What are some good aquascaping plants for beginners?
There are some really good plants for aquascaping out there, and the best plants for aquascaping are the ones which are easy to grow and add something beautiful to your aquarium.
Some aquascape plants you might want to consider if you don’t have too much experience with this kind of thing are ones such as;
- Dwarf baby tears.
- Rotala green.
- Christmas moss.
- Needle leaf java fern.
These plants are all relatively easy to care for and they don’t require much maintenance, plus they can really add something special to any aquarium.
What are the easiest aquarium plants to grow?
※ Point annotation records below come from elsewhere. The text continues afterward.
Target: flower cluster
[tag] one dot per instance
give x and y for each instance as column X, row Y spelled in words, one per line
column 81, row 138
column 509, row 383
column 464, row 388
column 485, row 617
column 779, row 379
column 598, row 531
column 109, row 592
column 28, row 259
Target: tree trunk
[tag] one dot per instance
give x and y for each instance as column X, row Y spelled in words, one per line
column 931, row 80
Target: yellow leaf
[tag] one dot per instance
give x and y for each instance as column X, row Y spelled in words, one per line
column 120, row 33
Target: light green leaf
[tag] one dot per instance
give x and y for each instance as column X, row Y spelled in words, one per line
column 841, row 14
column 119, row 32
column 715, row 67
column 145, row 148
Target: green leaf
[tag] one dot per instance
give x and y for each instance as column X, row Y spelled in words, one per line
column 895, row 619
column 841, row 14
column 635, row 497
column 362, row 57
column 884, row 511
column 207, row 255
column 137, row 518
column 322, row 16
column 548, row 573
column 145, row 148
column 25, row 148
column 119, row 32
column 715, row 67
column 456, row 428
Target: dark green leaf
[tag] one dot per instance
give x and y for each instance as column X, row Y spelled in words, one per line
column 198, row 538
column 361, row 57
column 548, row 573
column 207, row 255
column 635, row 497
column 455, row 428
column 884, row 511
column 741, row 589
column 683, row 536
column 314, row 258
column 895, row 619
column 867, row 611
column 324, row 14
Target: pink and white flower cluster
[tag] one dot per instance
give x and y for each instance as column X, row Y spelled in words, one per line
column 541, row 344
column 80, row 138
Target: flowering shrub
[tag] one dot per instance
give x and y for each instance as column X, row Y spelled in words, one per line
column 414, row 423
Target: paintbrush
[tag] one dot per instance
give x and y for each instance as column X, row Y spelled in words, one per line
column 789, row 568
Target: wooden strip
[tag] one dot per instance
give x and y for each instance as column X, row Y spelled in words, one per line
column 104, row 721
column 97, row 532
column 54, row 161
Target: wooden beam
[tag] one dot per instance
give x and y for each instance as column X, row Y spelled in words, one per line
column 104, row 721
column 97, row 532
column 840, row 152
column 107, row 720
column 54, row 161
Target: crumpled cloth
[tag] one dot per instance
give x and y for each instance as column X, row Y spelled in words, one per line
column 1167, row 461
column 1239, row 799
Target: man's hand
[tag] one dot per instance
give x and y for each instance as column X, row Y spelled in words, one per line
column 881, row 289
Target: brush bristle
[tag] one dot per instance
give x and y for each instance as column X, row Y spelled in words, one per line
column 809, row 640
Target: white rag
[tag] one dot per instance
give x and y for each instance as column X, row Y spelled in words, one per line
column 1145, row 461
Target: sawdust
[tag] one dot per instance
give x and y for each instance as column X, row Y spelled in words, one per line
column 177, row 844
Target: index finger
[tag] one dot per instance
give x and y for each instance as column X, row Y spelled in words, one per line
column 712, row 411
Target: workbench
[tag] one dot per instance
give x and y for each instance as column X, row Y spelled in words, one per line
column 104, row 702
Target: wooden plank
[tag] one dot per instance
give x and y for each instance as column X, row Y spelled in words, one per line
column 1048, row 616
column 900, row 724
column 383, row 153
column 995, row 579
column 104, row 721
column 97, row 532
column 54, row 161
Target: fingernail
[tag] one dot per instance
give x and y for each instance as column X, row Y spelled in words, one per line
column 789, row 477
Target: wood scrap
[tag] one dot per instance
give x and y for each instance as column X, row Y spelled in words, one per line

If you are looking for some easy to care for freshwater plants, you usually want to look for ones that don’t require much maintenance or pruning, ones that are resilient to various water conditions, and don’t require much additives like fertilizer, CO2, or specialized lighting.
Some of the easy to grow, maintain and most resilient live aquarium plants include;
- water wisteria.
- Amazon sword.
- African water fern.
- java fern.
- dwarf aquarium lily.
- Java moss.
- dwarf baby tears.
- Cryptocoryne Beckettii.
- Aponogeton Ulvaceus bulb.
Do you need soil to grow aquarium plants?
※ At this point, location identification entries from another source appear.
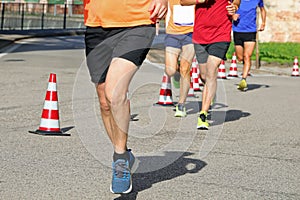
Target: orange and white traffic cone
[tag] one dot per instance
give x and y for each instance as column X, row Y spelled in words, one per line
column 50, row 116
column 233, row 67
column 195, row 75
column 191, row 90
column 295, row 67
column 222, row 70
column 165, row 94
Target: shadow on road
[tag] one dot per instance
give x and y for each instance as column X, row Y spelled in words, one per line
column 219, row 117
column 180, row 167
column 256, row 86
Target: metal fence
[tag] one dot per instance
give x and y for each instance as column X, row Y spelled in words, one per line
column 26, row 16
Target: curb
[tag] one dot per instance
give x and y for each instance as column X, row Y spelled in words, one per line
column 11, row 36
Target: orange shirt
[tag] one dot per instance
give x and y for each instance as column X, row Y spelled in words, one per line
column 171, row 26
column 121, row 13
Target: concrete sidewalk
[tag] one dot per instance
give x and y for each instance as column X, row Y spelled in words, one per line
column 156, row 54
column 10, row 36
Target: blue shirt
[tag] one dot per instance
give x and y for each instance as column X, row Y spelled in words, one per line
column 247, row 19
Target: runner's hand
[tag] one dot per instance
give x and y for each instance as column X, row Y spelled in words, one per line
column 158, row 9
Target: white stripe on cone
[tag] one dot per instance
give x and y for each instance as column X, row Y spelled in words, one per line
column 51, row 86
column 50, row 105
column 49, row 123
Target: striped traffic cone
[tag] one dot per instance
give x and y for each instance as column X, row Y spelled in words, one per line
column 191, row 90
column 165, row 94
column 233, row 67
column 195, row 75
column 50, row 116
column 295, row 67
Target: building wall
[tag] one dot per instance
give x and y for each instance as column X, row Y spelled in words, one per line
column 283, row 21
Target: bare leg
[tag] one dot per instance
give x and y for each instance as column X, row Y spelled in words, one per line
column 187, row 56
column 171, row 60
column 210, row 85
column 248, row 50
column 114, row 104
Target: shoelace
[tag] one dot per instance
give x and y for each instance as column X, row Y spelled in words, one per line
column 202, row 117
column 121, row 170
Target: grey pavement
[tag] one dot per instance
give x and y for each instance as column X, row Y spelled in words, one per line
column 156, row 55
column 250, row 152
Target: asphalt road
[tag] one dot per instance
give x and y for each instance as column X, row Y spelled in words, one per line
column 250, row 152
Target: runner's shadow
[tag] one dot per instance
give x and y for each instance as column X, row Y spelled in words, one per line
column 219, row 117
column 179, row 165
column 256, row 86
column 194, row 107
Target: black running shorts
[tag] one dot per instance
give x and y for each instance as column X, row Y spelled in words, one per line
column 218, row 49
column 104, row 44
column 239, row 38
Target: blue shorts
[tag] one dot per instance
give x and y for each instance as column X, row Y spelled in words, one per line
column 177, row 41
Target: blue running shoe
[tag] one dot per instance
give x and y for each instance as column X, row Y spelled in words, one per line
column 121, row 178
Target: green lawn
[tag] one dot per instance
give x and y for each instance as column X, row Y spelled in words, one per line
column 282, row 53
This is not really a straightforward question with a simple answer, as the answer can be yes and no. The reason for this is because some aquarium plants do require soil to grow right.
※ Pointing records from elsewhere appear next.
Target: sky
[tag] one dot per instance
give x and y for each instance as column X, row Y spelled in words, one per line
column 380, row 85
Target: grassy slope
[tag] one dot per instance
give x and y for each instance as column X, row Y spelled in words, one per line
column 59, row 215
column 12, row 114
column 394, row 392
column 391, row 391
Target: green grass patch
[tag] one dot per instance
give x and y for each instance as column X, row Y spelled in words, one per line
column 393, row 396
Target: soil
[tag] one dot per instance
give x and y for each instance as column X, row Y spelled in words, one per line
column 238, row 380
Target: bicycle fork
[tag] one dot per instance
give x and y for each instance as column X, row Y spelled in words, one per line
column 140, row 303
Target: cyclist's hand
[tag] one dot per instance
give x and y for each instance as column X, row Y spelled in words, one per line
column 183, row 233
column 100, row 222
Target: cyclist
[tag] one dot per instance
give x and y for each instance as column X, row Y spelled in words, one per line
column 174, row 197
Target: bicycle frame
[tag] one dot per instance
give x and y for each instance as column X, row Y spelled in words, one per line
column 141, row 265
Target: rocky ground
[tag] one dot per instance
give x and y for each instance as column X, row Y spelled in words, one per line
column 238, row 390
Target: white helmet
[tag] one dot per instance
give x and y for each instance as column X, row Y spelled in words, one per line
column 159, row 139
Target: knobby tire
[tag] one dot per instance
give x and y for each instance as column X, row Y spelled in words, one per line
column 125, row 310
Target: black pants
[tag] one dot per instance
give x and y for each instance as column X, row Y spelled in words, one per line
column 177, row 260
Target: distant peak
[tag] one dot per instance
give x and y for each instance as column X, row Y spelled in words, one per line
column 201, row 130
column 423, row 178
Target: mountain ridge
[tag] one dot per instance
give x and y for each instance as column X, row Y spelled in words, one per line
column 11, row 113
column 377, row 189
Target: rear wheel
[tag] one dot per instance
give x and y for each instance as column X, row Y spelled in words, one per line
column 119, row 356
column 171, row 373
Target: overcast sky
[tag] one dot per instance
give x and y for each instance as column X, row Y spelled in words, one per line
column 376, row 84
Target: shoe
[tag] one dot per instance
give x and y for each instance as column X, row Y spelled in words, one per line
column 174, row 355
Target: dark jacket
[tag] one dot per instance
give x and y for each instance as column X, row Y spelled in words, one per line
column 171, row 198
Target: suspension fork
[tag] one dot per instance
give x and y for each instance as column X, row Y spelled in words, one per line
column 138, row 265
However, for the most part, you should not be needing full blown soil to grow aquarium plants. For the most part, most live aquarium plants will require either sand or gravel to grow.
Other live aquarium plants may need to be tied down to objects such as driftwood or rocks. There are then some plants which are floating and simply float on the surface of the water, and don’t need any substrate at all.
Why won't my aquarium plants grow?
Why your live aquarium plants won’t grow could be due to a large number of reasons. For one, some aquarium plants require very specific water temperatures, so if the temperature in your aquarium is off, it might explain why they won’t grow.
Next, most live aquarium plants also require a pretty specific water hardness (dH) and acidity level (pH), so if those are not correct for your plants, it could explain this as well.
Next, many live aquarium plants require specific amounts of lighting, whether high, medium, or low, so if you don’t have the proper lighting for the plants in question, it could explain the lack of growth. Finally, some live aquarium plants will require additional fertilizer or CO2 to grow properly.
Do aquarium plants need co2?
Generally speaking, if you have just a couple or a few plants in a relatively small fish tank, then no, you won’t really need to add any CO2 to the tank to make the plants grow properly.
CO2 is in the water even when you don’t add it yourself. The most important components to aquarium plant growth are the nutrients and lighting.
However, if you have a whole lot of live aquarium plants in a tight space, they might be using up the CO2, in which case you might need to add some to the mix in order to achieve healthy plant growth.
Is liquid co2 good for plants?
Yes, liquid CO2 is fine for live aquarium plants, and in fact, it is somewhat necessary if you have a lot of aquarium plants combined with high lighting.
If you do not have enough carbon dioxide in the fish tank, and there is a lot of light, it will cause algae to bloom and proliferate. Adding liquid CO2 to the mix can help to stop these algae blooms from happening, or at least to control them.
We hope we have given you some good ideas and suggestions on finding the right plants for aquascaping and most importantly how to place and maintain them correctly.
When it comes down to the best freshwater aquarium plants, It's all about making the right choices for what you are trying to achieve and having fun! Personally we are big fans of Java Moss, Java Fern, Anubias Nana and Amazon Sword Plants but all the live aquarium plants we have covered here today are great, it's all down to preference.